BANGKA, KOMPAS.com – Indonesia’s state electricity firm Perusahaan Listrik Negara (PLN) is planning to tap Singapore as one of its export targets, an official confirmed over the weekend.
“In the future, we can become an electricity exporter. It’s an extraordinary representation. Our goal is not to become an importer but an exporter, including in the electricity sector,” said PLN director for Mega Project and Renewable Energy Wiluyo Kusdwiharto in a statement on Saturday, April 17.
The plan is in line with the operation of the submarine cable from Sumatra to Bangka. Currently, the Sumatra-Bangka submarine cable interconnection network is considered to be the longest in Indonesia.

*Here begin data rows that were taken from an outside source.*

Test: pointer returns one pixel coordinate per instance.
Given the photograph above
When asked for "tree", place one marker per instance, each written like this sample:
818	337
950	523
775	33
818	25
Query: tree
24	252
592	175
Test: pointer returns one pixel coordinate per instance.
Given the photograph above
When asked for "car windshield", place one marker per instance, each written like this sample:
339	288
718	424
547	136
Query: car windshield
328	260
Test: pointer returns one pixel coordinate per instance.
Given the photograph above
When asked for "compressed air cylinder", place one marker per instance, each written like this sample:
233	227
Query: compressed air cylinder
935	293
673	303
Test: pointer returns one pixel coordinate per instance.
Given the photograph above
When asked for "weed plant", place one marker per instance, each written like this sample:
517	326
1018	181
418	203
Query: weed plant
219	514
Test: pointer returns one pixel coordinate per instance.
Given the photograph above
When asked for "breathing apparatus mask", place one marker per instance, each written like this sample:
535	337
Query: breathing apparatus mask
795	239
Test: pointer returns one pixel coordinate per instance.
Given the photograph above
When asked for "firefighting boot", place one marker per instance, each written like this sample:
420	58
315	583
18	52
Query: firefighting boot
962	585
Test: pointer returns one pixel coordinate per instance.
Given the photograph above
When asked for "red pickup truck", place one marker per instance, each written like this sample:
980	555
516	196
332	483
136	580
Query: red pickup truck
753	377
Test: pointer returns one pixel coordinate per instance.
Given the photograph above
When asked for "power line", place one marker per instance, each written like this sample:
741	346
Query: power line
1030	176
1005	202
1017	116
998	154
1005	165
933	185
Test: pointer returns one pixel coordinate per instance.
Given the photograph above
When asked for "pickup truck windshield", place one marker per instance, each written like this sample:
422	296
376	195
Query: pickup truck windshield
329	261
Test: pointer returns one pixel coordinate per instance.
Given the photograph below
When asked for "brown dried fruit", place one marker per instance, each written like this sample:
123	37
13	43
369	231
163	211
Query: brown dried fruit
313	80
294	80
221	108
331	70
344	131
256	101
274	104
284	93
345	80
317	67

Wiluyo said that PLN will also connect the cables from Sumatra to Bintan and Batam. After that, a similar network will also be connected to Singapore. This interconnection system is in line with the government’s plan to connect electricity networks in various islands in the country.
The government has planned a super grid, transmission network, that stretches from east to west. PLN will also pay attention to supply and demand factors in the interconnection. The Sumatra Bangka interconnection system has the potential to save 795 rupiahs ($0.05) per kilowatt-hour or about 1.03 trillion rupiahs ($71.7 million) per year.
“The interconnection system can also avoid power deficits in Bangka during maintenance or disturbances. This can remove dependence on fuel oil,” said Wiluyo.
General Manager of PLN’s Power Plant Main Unit in South Sumatra Dahlan explained that the interconnection system has the potential to reduce the use of BO fuel by 91.98 million liters and B30 by 137.29 million liters per year.
He said the 36-kilometer circuit (kms) submarine cable connected to Bangka is the longest in Indonesia. PLN also creates interconnections by building submarine cables of 150 kV high-voltage for 25.7 kilometers (km) in length and ground cables of 3.4 km.
Dahlan said Bangka needs electricity supply from Sumatra to be used for shrimp ponds, hotels, tin smelters, palm oil processing, and small industries. Bangka is not a coal and gas producer, therefore an effective and efficient way to deliver electricity is to connect a submarine cable from Sumatra.